Direktur Penyidikan Jaksa Agung Muda Bidang Tindak Pidana Khusus Kejagung, Syarief Sulaeman Nahdi, dalam konferensi pers pada Rabu (3/6) menyatakan bahwa anggaran tersebut seharusnya dikelola oleh yayasan-yayasan di setiap sekolah.

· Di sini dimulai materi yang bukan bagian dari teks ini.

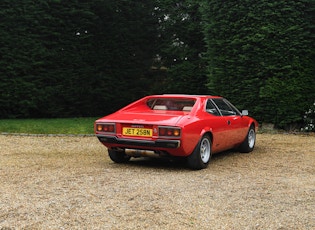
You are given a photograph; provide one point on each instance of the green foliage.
(63, 58)
(261, 56)
(181, 46)
(48, 126)
(309, 119)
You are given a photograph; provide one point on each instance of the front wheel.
(118, 156)
(200, 157)
(249, 142)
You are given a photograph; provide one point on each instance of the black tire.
(118, 156)
(201, 156)
(249, 142)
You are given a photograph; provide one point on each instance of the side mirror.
(245, 112)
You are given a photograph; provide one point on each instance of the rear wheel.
(249, 142)
(200, 157)
(118, 156)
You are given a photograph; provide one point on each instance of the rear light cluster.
(106, 127)
(169, 132)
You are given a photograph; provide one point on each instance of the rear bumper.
(170, 144)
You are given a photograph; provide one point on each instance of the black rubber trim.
(172, 144)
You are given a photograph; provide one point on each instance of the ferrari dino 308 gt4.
(188, 126)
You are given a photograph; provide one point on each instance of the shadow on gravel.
(177, 163)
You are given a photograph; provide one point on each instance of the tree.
(261, 55)
(181, 46)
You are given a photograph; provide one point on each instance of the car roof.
(183, 96)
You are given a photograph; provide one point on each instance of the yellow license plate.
(139, 132)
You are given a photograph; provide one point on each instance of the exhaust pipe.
(141, 153)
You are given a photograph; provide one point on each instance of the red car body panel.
(226, 131)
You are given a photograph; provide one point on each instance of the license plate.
(139, 132)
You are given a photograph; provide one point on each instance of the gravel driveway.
(70, 183)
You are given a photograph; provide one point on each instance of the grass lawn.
(48, 126)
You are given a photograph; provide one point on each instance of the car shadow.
(159, 163)
(176, 163)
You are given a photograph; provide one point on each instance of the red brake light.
(169, 132)
(105, 127)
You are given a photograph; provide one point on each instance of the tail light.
(106, 127)
(169, 132)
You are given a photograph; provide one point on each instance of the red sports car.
(189, 126)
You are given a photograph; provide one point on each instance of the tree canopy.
(62, 58)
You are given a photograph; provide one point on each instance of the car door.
(235, 124)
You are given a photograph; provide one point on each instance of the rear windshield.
(173, 104)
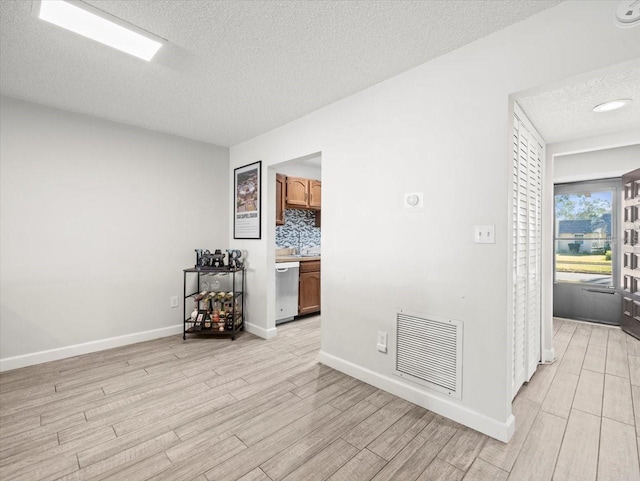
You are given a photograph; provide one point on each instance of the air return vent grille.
(429, 352)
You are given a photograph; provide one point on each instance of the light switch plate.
(484, 234)
(382, 341)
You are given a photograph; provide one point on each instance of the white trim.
(501, 431)
(261, 331)
(548, 355)
(24, 360)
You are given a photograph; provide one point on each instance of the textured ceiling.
(236, 69)
(566, 113)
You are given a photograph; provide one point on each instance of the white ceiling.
(236, 69)
(566, 113)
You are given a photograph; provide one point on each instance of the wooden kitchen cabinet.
(303, 193)
(297, 192)
(281, 189)
(309, 288)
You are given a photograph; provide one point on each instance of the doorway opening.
(586, 251)
(296, 237)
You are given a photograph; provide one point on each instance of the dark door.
(631, 253)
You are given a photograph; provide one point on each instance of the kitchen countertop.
(295, 259)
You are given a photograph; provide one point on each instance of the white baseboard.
(24, 360)
(548, 355)
(501, 431)
(260, 331)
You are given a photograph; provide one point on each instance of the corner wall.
(442, 129)
(97, 221)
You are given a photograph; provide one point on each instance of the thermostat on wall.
(413, 200)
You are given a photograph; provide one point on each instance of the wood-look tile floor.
(251, 409)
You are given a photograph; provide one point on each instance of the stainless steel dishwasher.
(287, 274)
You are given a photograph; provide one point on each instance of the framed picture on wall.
(246, 206)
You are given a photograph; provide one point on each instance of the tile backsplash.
(299, 230)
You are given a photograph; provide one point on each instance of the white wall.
(598, 164)
(98, 219)
(442, 128)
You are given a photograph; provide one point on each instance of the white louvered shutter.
(528, 153)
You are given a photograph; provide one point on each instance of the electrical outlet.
(382, 341)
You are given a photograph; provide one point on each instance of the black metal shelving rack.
(188, 324)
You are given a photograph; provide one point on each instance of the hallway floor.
(260, 410)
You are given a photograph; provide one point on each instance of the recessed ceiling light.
(99, 26)
(611, 105)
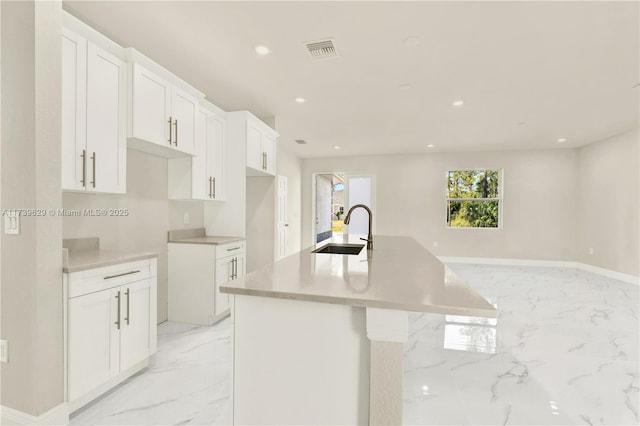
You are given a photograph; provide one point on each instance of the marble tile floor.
(563, 351)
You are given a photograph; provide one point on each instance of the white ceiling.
(529, 72)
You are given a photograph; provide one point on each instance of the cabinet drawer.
(230, 249)
(97, 279)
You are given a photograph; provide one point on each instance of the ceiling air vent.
(322, 49)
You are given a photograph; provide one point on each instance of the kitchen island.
(318, 337)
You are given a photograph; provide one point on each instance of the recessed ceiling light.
(261, 49)
(411, 41)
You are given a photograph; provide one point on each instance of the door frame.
(373, 206)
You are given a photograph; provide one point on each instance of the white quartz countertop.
(198, 236)
(90, 259)
(397, 274)
(207, 240)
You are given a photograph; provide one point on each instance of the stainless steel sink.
(333, 248)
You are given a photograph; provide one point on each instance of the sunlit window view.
(473, 198)
(330, 205)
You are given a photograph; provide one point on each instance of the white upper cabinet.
(93, 117)
(260, 142)
(163, 108)
(215, 156)
(202, 177)
(151, 107)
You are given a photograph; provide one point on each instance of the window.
(473, 198)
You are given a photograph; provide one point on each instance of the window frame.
(499, 198)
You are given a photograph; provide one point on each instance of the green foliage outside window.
(473, 198)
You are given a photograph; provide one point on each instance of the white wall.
(261, 206)
(609, 185)
(261, 211)
(540, 200)
(151, 216)
(290, 165)
(32, 380)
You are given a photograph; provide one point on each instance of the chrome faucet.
(347, 219)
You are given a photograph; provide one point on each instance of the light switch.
(12, 223)
(4, 350)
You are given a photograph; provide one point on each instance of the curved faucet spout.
(347, 219)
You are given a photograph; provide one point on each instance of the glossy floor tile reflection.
(188, 382)
(564, 350)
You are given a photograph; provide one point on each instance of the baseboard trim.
(58, 415)
(631, 279)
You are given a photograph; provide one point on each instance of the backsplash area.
(145, 215)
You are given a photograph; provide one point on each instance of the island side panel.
(299, 362)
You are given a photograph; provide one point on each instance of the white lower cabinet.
(196, 272)
(228, 269)
(110, 327)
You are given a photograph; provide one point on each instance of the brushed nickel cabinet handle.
(108, 277)
(93, 158)
(175, 122)
(117, 323)
(84, 168)
(128, 292)
(234, 265)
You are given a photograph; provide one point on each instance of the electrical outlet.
(12, 223)
(4, 350)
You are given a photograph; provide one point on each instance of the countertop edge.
(363, 303)
(203, 240)
(99, 264)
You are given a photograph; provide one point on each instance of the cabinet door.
(183, 113)
(150, 107)
(254, 147)
(106, 121)
(224, 273)
(201, 183)
(241, 267)
(93, 341)
(74, 61)
(134, 323)
(269, 150)
(215, 156)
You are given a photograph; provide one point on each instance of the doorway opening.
(335, 193)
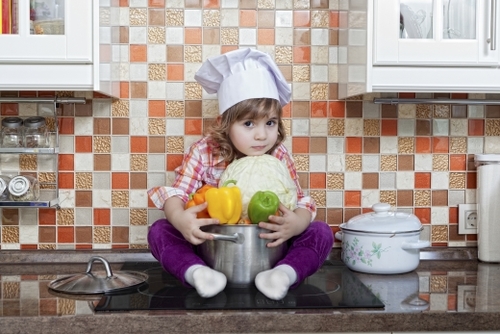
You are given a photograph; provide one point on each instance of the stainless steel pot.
(238, 252)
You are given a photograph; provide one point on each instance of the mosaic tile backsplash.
(349, 153)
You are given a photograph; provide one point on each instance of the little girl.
(251, 92)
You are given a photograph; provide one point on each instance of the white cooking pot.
(382, 241)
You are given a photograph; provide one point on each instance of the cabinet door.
(435, 32)
(47, 31)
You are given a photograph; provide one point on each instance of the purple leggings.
(306, 252)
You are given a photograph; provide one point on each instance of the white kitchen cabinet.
(380, 56)
(76, 55)
(434, 32)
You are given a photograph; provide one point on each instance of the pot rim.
(381, 233)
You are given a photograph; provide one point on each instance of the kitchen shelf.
(49, 191)
(48, 199)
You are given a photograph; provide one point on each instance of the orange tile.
(193, 126)
(192, 35)
(265, 36)
(334, 19)
(319, 109)
(66, 126)
(422, 180)
(453, 215)
(66, 162)
(124, 89)
(301, 54)
(300, 145)
(452, 302)
(138, 53)
(287, 110)
(156, 108)
(336, 109)
(440, 145)
(102, 217)
(424, 214)
(173, 161)
(66, 180)
(352, 198)
(317, 180)
(389, 127)
(46, 216)
(476, 127)
(458, 161)
(65, 234)
(83, 144)
(471, 180)
(423, 145)
(120, 181)
(354, 144)
(301, 18)
(248, 18)
(156, 3)
(138, 144)
(175, 72)
(211, 4)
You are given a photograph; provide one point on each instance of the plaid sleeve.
(188, 177)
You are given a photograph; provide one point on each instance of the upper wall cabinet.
(57, 45)
(419, 46)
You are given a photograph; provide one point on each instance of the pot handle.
(237, 238)
(415, 245)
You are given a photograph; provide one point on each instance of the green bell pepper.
(262, 205)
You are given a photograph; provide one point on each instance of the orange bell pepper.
(198, 198)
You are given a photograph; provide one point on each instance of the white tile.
(192, 18)
(405, 180)
(334, 199)
(174, 35)
(317, 163)
(120, 162)
(352, 180)
(284, 18)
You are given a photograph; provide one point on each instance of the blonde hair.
(251, 108)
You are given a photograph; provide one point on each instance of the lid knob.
(381, 209)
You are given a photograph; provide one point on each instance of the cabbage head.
(261, 173)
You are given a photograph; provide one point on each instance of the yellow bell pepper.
(224, 203)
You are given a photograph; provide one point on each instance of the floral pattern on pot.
(353, 253)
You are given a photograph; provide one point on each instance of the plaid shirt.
(202, 166)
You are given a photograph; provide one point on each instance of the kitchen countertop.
(451, 289)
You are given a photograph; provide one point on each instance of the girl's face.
(254, 136)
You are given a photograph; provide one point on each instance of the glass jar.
(12, 132)
(35, 132)
(4, 191)
(24, 188)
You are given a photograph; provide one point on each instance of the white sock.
(274, 283)
(205, 280)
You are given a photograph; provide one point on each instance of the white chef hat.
(243, 74)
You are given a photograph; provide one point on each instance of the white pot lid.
(383, 220)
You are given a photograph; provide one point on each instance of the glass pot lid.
(98, 282)
(383, 220)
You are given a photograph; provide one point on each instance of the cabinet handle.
(493, 25)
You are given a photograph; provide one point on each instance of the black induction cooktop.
(333, 286)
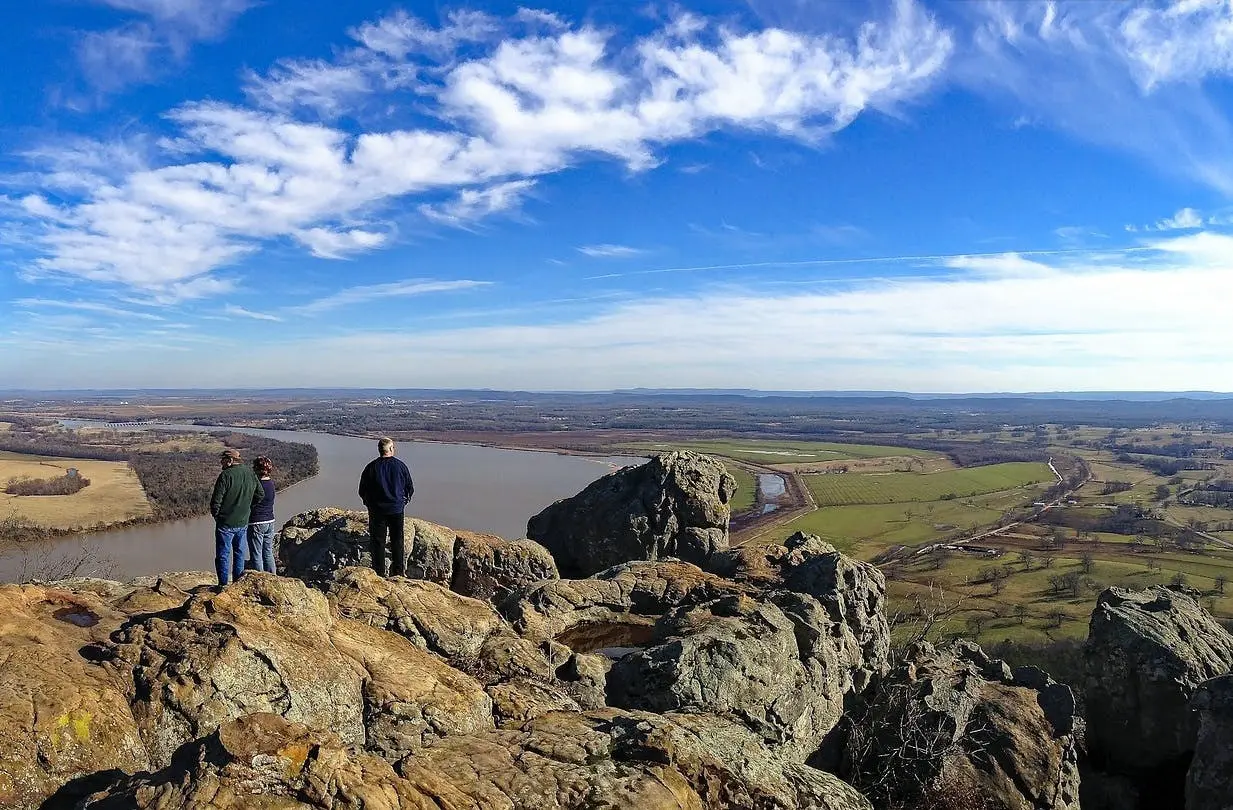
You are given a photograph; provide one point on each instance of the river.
(460, 486)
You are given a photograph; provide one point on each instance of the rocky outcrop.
(265, 762)
(852, 593)
(953, 728)
(315, 545)
(1147, 652)
(262, 645)
(741, 658)
(675, 506)
(615, 608)
(1210, 781)
(564, 761)
(61, 716)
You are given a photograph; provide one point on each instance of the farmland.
(908, 487)
(114, 495)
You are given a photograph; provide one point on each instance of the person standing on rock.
(260, 523)
(236, 492)
(385, 490)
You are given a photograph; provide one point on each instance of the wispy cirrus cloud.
(365, 294)
(160, 33)
(610, 250)
(1122, 75)
(534, 95)
(241, 312)
(86, 306)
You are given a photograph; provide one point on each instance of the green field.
(746, 488)
(906, 487)
(781, 451)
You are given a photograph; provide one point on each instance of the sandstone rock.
(615, 608)
(852, 592)
(262, 645)
(957, 729)
(560, 761)
(264, 762)
(675, 506)
(409, 695)
(1210, 781)
(774, 671)
(317, 544)
(1147, 652)
(428, 614)
(625, 761)
(62, 716)
(519, 676)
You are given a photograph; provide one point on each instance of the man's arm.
(216, 497)
(366, 483)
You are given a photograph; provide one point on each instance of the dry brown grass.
(114, 496)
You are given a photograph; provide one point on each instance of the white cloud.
(1085, 68)
(337, 244)
(506, 112)
(1065, 322)
(163, 33)
(248, 313)
(1184, 41)
(1185, 220)
(86, 306)
(609, 250)
(477, 204)
(382, 291)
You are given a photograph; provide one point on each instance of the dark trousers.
(379, 524)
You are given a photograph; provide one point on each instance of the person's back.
(234, 495)
(385, 488)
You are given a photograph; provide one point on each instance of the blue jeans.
(260, 546)
(229, 552)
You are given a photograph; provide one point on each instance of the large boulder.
(779, 667)
(852, 592)
(617, 608)
(1210, 781)
(561, 761)
(265, 762)
(954, 729)
(1147, 652)
(317, 544)
(520, 677)
(260, 645)
(62, 716)
(675, 506)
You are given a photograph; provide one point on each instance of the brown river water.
(460, 486)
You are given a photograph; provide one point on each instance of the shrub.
(63, 485)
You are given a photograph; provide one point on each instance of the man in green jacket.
(236, 492)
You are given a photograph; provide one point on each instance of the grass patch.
(746, 488)
(760, 451)
(114, 495)
(903, 487)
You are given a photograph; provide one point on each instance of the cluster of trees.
(176, 483)
(179, 483)
(63, 485)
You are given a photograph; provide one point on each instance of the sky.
(766, 194)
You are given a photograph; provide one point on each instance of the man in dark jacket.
(236, 492)
(385, 490)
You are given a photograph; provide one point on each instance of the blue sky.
(772, 194)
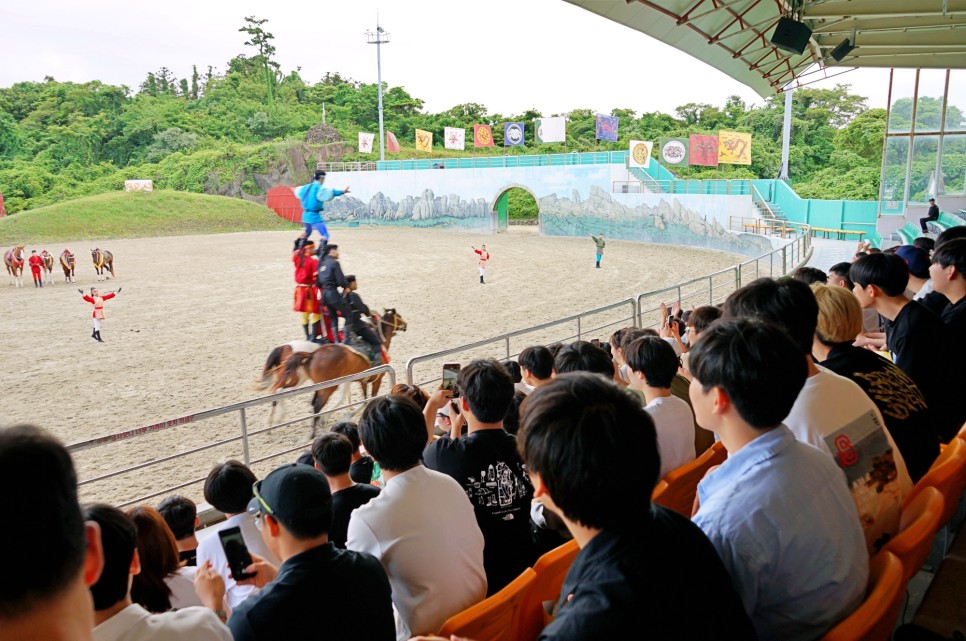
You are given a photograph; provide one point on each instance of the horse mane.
(289, 376)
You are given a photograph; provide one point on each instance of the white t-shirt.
(209, 549)
(182, 584)
(134, 623)
(835, 415)
(674, 424)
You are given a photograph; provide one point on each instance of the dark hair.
(159, 558)
(350, 430)
(332, 453)
(788, 303)
(414, 392)
(511, 422)
(842, 271)
(229, 487)
(394, 432)
(538, 361)
(703, 316)
(487, 388)
(953, 233)
(757, 365)
(654, 358)
(809, 275)
(118, 540)
(179, 513)
(888, 272)
(575, 432)
(513, 369)
(581, 356)
(47, 546)
(952, 252)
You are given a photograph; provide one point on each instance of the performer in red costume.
(97, 301)
(484, 257)
(306, 291)
(36, 263)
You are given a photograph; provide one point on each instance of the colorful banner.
(551, 130)
(455, 138)
(674, 151)
(640, 154)
(513, 134)
(703, 150)
(607, 128)
(424, 140)
(365, 142)
(482, 136)
(734, 148)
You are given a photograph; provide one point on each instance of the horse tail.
(289, 376)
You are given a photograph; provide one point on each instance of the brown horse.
(103, 263)
(294, 363)
(48, 267)
(67, 264)
(14, 259)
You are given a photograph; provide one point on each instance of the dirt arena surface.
(199, 314)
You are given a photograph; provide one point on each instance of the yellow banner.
(734, 148)
(424, 140)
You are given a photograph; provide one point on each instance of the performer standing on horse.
(313, 198)
(36, 263)
(306, 292)
(356, 309)
(330, 279)
(97, 301)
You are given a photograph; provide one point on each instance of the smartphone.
(233, 543)
(450, 372)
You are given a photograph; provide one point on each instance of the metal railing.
(501, 346)
(244, 436)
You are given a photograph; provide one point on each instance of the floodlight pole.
(786, 134)
(378, 38)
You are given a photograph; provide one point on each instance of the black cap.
(290, 492)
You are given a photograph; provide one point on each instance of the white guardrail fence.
(225, 438)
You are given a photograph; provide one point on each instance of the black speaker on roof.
(791, 36)
(843, 49)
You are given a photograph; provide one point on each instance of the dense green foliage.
(138, 215)
(60, 140)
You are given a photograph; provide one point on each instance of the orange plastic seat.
(551, 570)
(917, 530)
(875, 618)
(948, 475)
(494, 618)
(682, 482)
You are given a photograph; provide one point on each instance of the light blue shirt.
(780, 516)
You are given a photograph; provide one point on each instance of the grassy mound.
(138, 215)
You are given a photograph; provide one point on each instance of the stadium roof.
(734, 35)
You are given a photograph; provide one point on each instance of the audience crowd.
(830, 393)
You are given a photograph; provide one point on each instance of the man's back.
(851, 428)
(324, 592)
(422, 529)
(780, 516)
(134, 623)
(652, 578)
(486, 463)
(343, 503)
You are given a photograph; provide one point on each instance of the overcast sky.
(509, 55)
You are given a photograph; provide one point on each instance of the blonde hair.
(839, 314)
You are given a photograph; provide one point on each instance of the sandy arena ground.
(199, 314)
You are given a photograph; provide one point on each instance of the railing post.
(245, 456)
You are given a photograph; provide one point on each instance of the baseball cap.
(917, 259)
(292, 492)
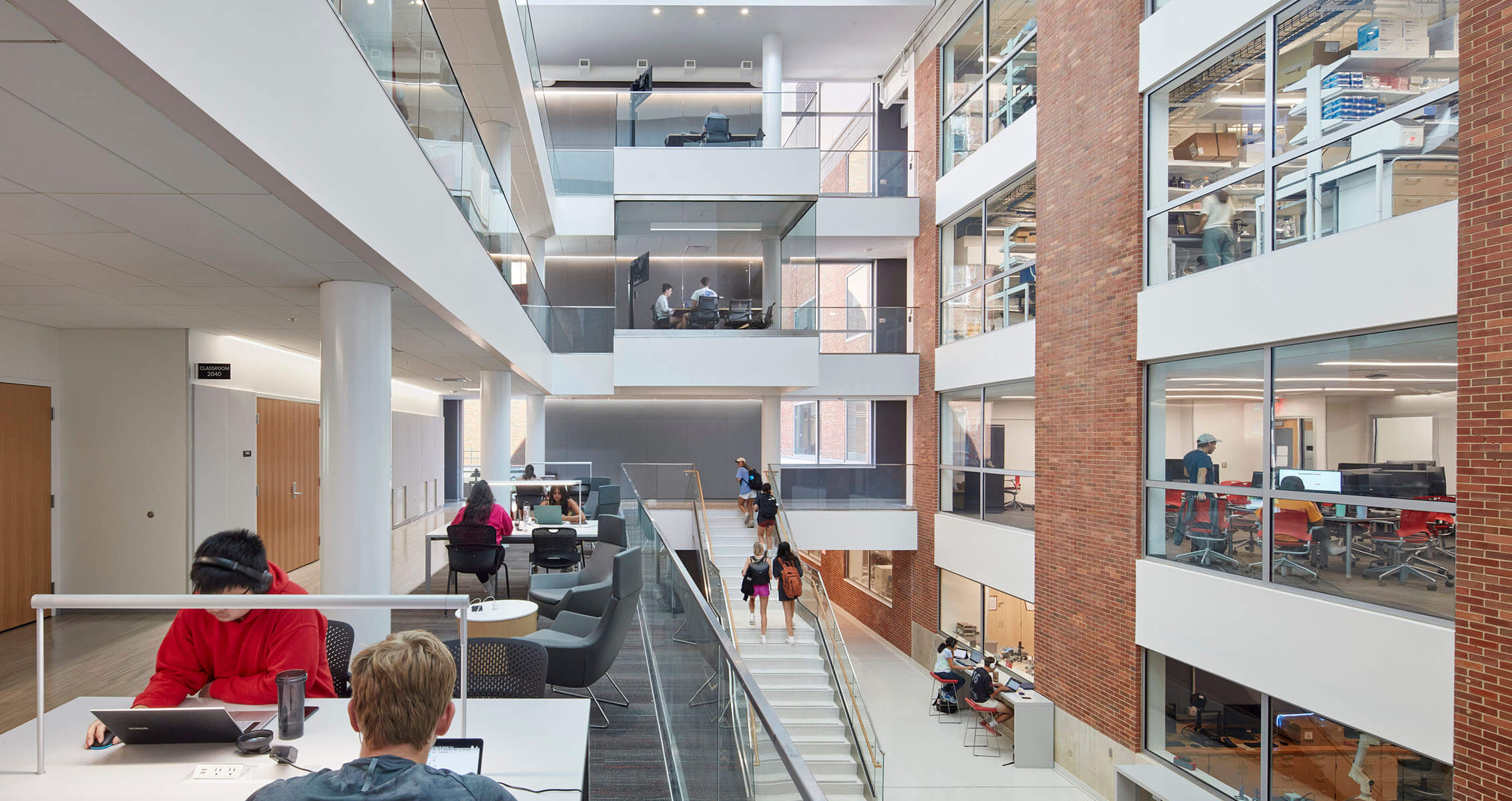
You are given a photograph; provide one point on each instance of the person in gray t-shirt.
(401, 702)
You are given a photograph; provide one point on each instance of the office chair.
(705, 315)
(1207, 528)
(501, 667)
(339, 638)
(1405, 547)
(1293, 539)
(740, 315)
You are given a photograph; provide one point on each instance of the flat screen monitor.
(1316, 481)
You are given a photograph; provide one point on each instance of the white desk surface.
(533, 742)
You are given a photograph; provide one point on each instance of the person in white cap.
(1200, 463)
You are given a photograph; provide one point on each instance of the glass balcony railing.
(705, 118)
(722, 736)
(400, 41)
(866, 173)
(842, 485)
(853, 328)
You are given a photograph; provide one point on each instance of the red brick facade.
(1089, 386)
(1484, 591)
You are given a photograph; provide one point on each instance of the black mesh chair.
(339, 656)
(501, 668)
(554, 549)
(474, 547)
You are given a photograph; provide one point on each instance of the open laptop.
(182, 724)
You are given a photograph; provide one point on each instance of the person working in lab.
(1216, 226)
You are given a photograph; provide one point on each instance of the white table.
(531, 742)
(587, 533)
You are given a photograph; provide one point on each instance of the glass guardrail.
(716, 118)
(722, 738)
(817, 609)
(866, 173)
(400, 41)
(853, 328)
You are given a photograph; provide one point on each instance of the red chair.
(1293, 537)
(1208, 529)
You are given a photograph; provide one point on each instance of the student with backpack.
(766, 516)
(790, 581)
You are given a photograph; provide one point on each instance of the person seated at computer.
(401, 702)
(557, 496)
(233, 655)
(704, 290)
(986, 691)
(661, 310)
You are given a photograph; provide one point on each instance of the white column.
(498, 140)
(772, 89)
(535, 431)
(495, 422)
(356, 449)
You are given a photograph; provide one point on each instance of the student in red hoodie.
(235, 653)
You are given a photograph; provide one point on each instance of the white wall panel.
(1307, 650)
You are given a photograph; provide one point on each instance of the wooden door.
(289, 481)
(26, 502)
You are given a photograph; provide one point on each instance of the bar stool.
(983, 714)
(937, 685)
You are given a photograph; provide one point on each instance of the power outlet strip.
(210, 771)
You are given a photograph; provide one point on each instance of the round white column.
(495, 424)
(535, 431)
(772, 89)
(356, 449)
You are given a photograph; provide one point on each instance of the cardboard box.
(1206, 147)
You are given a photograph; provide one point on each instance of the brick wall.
(1484, 591)
(1089, 409)
(915, 581)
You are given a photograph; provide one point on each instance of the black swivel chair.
(339, 656)
(740, 315)
(501, 668)
(474, 547)
(554, 549)
(583, 649)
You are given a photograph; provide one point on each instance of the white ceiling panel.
(44, 215)
(58, 159)
(272, 221)
(76, 93)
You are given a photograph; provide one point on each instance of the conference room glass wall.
(1246, 744)
(1352, 118)
(988, 454)
(988, 76)
(1349, 443)
(988, 264)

Namun, faktanya yayasan yang ditunjuk sebagai mitra Satuan Pelayanan Pemenuhan Gizi (SPPG) merupakan yayasan yang dijadikan sarana kejahatan dan terafiliasi dengan pejabat atau pegawai BGN yang tidak memenuhi syarat menjadi mitra SPPG.
Syarief menjelaskan bahwa meskipun tidak memenuhi syarat, yayasan tersebut tetap ditunjuk dengan cara melakukan pengaturan verifikasi pada portal mitra BGN dan mendapatkan atensi dari para tersangka. Yayasan-yayasan itu mendapatkan insentif miliaran rupiah setiap hari dan terafiliasi dengan tersangka DH, SS, dan LP. Afiliasi tersebut berarti yayasan dimiliki melalui orang lain atau dikendalikan oleh orang lain.
Sebelumnya, Kejagung menetapkan eks Kepala BGN Dadan Hindayana sebagai tersangka korupsi. Penetapan dilakukan setelah pemeriksaan pada Rabu (3/6). Selain Dadan, dua mantan Wakil Kepala BGN, Sony Sonjaya dan Lodewyk Pusung, juga ditetapkan sebagai tersangka. Ketiganya langsung ditahan di Rutan Salemba untuk kepentingan penyidikan.